1) The Rama at the end of the Hil Purim writes that there is no problem of lo tilbash gever simlas isha for a boy to dress up like a girl or vica versa because “ain m’chavnin elah l’simcha b’alma,” it’s just done in fun and jest. What kind of excuse is that to allow an issur d’oraysa?
This Rama seems to be proof to position of the Bach (see Shach sk 7 and Taz #4 in Y”D 188) that the issur of lo tilbash is violated only where the intent is to mimic the opposite gender. Since in this case the clothing is being worn only for Purim fun, that intent is lacking and therefore there is no issur. The same idea might apply to clothing worn purely as a functional necessity, e.g. snowpants for skiing, sweatpants for exercise, a doctor wearing scrubs, etc.
2) The gemara (Nidah 46) quotes in the name of Rava that once a girl has turned 12 we assume she has reached the age of maturity. The gemara then qualifies Rava’s din: this is true only for mi’un (i.e. once she is 12 she can no longer do mi’un) but not for chalitzah (i.e. we do not assume at 12 that she is an adult and can do chalitzah).
Why should there be a difference between mi’un and chalitzah? True, mi’un is a din derabbaban and chalitzah is a din d’oraysa, but Rava is telling us that there is a chazakah, and we rely on chazakos when it comes to dinim d’oraysa. Why not here?
There are three theories to explain the difference, with major nafka minos l’halacha. The first two attempt to justify distinguishing between dinim d'oraysa and derabbanan; the third takes a different approach entirely:
A) When speaking about reaching physical maturity, there are a significant number of people who are exceptions to the norm, a miyut ha’matzuy, and therefore we do not assume Rava’s chazakah is strong enough proof with respect to dinim d’oraysa.
B) A chazakah should be relied upon only where facts cannot be discovered, but where it is efshar l’varer, one must check. Since in this case checking would be intrusive and embarrassing, when it comes to dinim derabbanan the consideration of kavod habriyos overrides the need to do an examination.
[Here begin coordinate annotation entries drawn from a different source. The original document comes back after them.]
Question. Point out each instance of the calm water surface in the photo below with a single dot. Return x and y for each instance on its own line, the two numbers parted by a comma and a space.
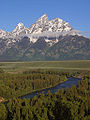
67, 84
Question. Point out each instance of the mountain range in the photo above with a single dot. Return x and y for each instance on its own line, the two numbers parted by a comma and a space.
45, 40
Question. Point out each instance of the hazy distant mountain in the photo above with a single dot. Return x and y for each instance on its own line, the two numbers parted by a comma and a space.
45, 40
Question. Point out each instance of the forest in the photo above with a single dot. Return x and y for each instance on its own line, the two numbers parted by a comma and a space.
66, 104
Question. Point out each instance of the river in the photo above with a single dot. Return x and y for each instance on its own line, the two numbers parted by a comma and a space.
67, 84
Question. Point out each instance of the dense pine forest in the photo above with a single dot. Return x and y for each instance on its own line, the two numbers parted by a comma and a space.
66, 104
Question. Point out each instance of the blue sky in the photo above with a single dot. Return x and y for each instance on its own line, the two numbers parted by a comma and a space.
76, 12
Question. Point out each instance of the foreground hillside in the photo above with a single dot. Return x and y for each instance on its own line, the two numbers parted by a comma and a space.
67, 48
68, 104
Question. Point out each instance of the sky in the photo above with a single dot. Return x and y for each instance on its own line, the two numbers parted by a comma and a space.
76, 12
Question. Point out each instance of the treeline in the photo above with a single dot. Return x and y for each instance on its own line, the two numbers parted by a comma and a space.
68, 104
15, 85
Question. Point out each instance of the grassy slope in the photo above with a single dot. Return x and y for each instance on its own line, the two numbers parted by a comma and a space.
61, 65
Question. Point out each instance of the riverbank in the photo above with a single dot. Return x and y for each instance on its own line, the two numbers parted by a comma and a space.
66, 84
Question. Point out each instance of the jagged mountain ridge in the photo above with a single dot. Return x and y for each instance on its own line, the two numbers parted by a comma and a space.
41, 25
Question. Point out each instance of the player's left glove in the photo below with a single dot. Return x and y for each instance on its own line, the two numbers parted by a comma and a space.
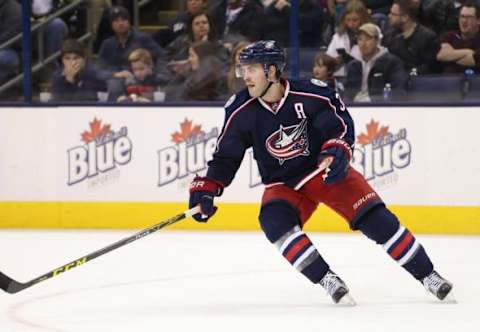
202, 192
342, 154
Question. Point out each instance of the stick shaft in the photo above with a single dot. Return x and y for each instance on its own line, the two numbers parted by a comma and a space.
11, 286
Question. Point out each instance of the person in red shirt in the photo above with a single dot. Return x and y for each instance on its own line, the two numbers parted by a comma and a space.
460, 50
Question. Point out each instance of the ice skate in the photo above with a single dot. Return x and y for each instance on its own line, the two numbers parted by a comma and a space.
337, 289
438, 286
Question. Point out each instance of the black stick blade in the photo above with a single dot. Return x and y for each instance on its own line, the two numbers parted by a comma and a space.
5, 282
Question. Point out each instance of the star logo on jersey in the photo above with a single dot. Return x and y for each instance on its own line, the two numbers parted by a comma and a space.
288, 142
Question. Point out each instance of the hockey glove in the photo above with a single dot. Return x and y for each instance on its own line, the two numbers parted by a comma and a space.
202, 192
342, 154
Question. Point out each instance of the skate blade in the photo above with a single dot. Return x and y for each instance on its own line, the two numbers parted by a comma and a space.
449, 298
347, 300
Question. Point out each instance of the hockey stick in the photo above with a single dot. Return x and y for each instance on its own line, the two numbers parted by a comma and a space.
11, 286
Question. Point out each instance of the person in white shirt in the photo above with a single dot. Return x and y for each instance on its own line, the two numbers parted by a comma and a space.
343, 44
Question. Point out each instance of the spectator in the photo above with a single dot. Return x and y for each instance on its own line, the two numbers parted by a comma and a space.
199, 27
461, 49
204, 80
314, 23
374, 69
77, 80
179, 24
343, 46
416, 45
324, 67
10, 26
114, 51
141, 85
438, 15
234, 83
237, 20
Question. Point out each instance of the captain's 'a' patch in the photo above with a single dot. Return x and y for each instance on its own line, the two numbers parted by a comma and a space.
230, 101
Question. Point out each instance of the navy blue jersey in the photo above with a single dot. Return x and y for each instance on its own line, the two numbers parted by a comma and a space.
286, 138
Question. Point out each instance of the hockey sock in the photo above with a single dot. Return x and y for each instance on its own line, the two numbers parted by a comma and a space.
297, 248
383, 227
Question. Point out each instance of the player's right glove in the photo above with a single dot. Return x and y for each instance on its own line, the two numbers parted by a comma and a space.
202, 192
342, 154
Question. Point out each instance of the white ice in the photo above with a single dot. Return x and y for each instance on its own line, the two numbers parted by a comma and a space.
199, 281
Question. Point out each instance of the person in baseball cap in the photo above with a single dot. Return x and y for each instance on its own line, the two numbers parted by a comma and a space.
371, 30
118, 12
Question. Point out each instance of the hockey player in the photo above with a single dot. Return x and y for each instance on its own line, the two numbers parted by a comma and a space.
293, 128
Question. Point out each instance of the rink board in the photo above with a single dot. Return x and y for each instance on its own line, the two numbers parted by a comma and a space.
112, 215
72, 167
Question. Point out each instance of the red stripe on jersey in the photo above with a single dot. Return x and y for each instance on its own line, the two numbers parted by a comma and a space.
296, 248
402, 245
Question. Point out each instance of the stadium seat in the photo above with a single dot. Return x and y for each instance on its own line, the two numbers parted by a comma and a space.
435, 88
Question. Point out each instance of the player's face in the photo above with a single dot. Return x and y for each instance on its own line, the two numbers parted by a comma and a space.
395, 16
200, 27
352, 21
367, 45
254, 78
141, 70
120, 26
320, 71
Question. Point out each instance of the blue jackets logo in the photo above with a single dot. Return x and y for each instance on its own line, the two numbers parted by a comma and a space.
379, 153
103, 150
193, 148
288, 142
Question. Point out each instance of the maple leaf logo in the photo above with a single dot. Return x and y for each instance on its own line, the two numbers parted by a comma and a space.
373, 133
187, 130
96, 130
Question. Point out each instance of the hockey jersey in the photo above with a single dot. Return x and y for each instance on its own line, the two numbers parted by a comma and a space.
286, 137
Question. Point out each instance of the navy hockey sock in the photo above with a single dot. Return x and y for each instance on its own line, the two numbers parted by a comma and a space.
383, 227
297, 248
279, 221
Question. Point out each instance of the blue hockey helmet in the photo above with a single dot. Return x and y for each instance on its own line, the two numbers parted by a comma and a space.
265, 52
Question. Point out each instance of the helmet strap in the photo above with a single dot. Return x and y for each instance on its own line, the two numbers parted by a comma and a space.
266, 69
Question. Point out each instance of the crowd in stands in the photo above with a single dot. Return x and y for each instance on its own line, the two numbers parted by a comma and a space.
368, 50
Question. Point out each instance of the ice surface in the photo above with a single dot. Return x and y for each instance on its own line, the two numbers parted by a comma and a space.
195, 282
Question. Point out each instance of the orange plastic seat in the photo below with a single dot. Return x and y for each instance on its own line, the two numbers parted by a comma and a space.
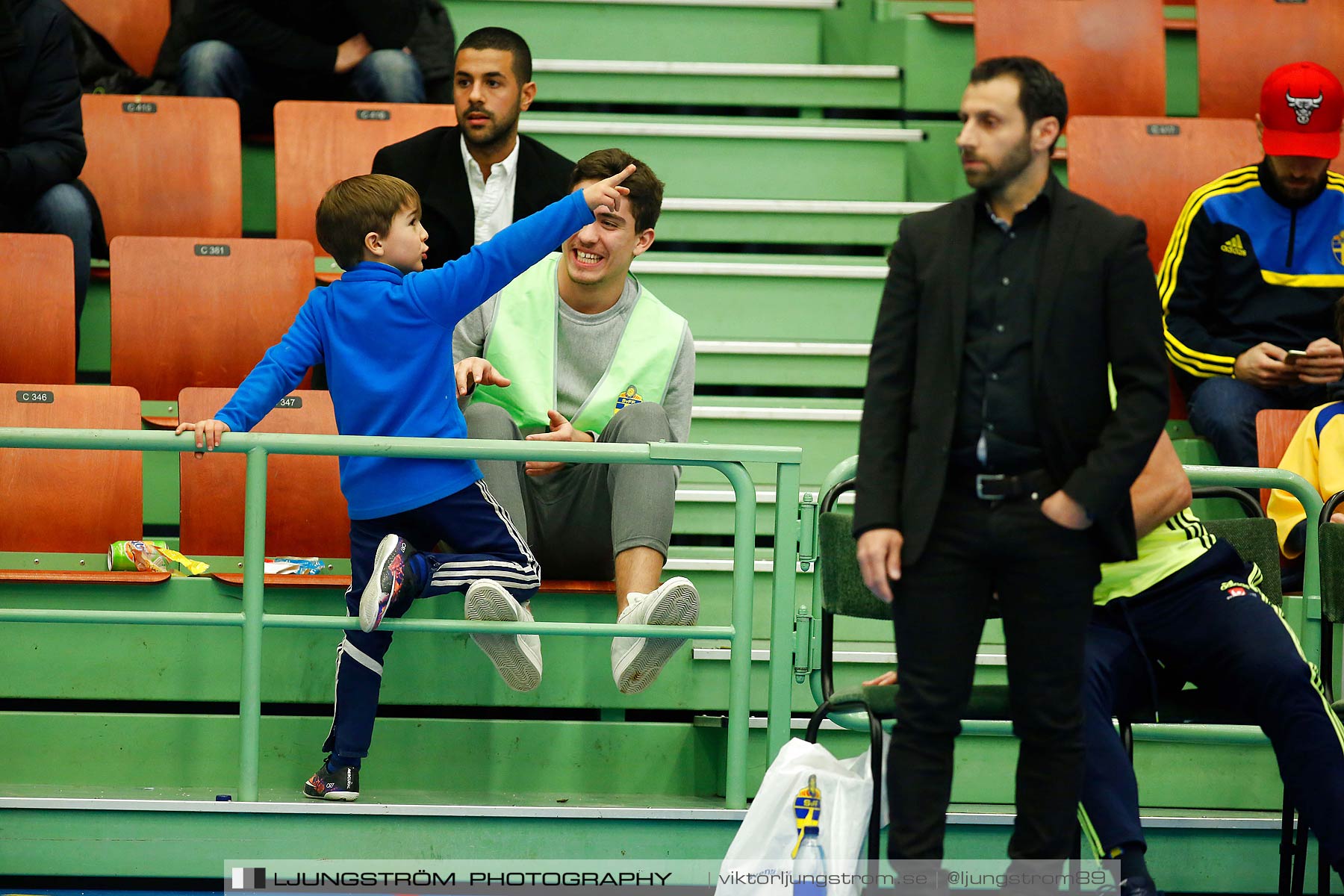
1241, 42
201, 312
305, 511
1110, 54
320, 143
1175, 156
1147, 167
134, 28
38, 305
70, 501
1275, 430
164, 166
C) The Noda b’Yehudah (II:1) and R’ Akiva Eiger (#13) both argue that the distinction here has nothing to do with d’oraysa vs. derabbanan. The difference between mi’un and chalitzah is this: in the case of mi’un, chazakah d’Rava, which precludes mi’un, reinforces the status quo chazakah of the girl being married. In the case of chalitzah, our baseline starting point is that the girl is too young to do chalitzah and therefore has a chezkas issur yevamah la'shuk. Chazah d’rava challenges the status quo; it means the girl can undo her existing status. The gemara is telling us that chazakah d’Rava carries weight when it has another chazakah/status quo on its side; when it runs counter to another chazakah, it does have the strength to overturn it.
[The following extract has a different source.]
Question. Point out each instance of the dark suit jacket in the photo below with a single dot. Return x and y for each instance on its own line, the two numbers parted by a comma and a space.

Can a 13 year old boy write his own pair of tefillin? If theory #1 or #2 is right (assuming we cannot or do not want to do an examination), then the tefillin would be pasul. Since we are dealing with a din d’oraysa, chazaka d’Rava is not strong enough proof. However, if theory #3 is correct, there is no chezkas issur in this case that we need to counteract, and therefore, chazakah d’Rava is proof enough that the 13 year old has reached maturity. (See R’ Akiva Eiger who rejects this argument for a different reason).
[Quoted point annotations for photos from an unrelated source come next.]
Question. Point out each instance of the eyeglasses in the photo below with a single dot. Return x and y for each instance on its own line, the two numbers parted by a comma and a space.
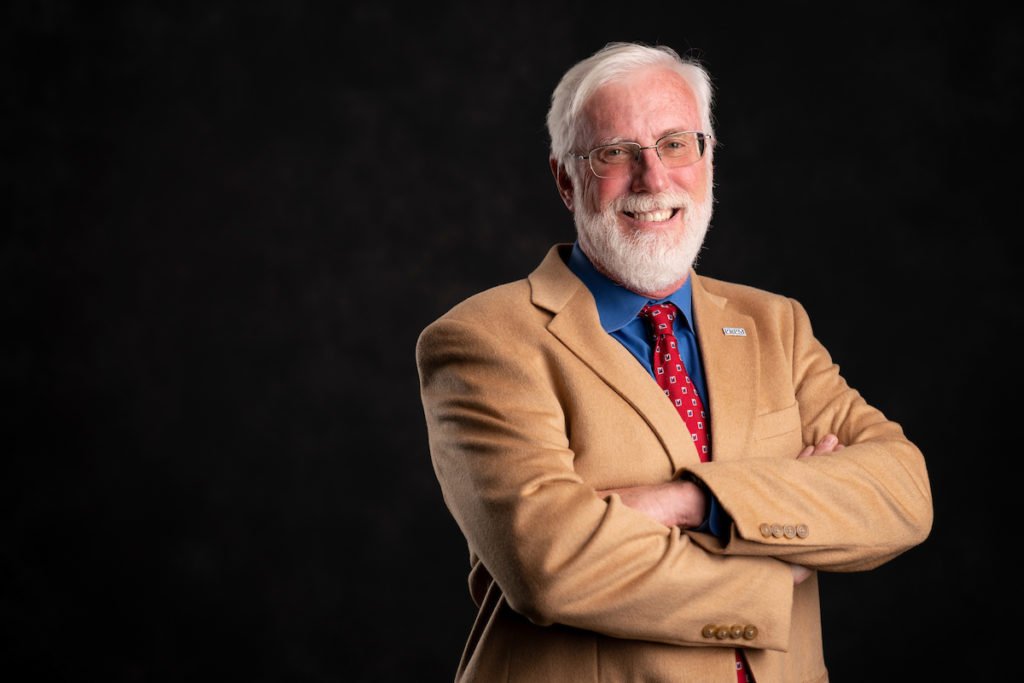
675, 150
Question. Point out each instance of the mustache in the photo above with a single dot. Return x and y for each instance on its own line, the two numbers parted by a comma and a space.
644, 203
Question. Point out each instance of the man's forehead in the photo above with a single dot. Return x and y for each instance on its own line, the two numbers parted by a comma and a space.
647, 104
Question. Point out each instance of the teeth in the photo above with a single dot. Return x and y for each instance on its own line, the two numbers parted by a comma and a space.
653, 216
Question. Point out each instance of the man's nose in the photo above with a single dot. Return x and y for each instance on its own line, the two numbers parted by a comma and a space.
649, 174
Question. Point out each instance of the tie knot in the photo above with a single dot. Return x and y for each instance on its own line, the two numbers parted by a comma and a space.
660, 316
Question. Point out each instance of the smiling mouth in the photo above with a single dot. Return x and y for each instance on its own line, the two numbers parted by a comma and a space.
652, 216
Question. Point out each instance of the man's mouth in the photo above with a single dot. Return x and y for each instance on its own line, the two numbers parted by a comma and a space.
652, 216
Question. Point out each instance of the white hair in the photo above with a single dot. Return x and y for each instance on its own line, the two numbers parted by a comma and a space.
611, 62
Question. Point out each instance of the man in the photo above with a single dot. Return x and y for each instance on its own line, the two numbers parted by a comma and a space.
649, 466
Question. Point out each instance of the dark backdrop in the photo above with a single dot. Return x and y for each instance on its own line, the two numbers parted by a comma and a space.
225, 224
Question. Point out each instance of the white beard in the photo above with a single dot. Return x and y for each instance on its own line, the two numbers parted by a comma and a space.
643, 261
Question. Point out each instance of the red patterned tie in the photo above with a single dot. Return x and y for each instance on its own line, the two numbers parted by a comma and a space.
675, 381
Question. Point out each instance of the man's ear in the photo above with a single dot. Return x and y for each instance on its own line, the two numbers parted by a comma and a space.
563, 182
Can a 13 year old boy be motzi the tzibur in parshas zachor? Same issue. Based on theory #1 and theory #2, he is disqualified. Based on theory #3, his leining would be OK.
3) It seems like every other post I write lately needs some correcting -- sorry about that. I wrote two weeks ago that the Aruch haShulchan seems in one place to opine that a wife can be yotzei mishloach manos with her husband's gift, yet in another place he says women are independently chayavos to give their own gifts. I think in all likelihood in the later statement the Ah"S is just echoing the Rama aliba d'dina; in the former statement he is speaking practically, echoing the MG"A who comments on that Rama that the minhag is for women to be included in their husband's gift. When people give mishloach manos my impression is that most people write something like "From the Ploni family" on their gift; they don't designate a gift as being from Mr. Ploni and one from Mrs. Ploni. This would follow the view of the MG"A.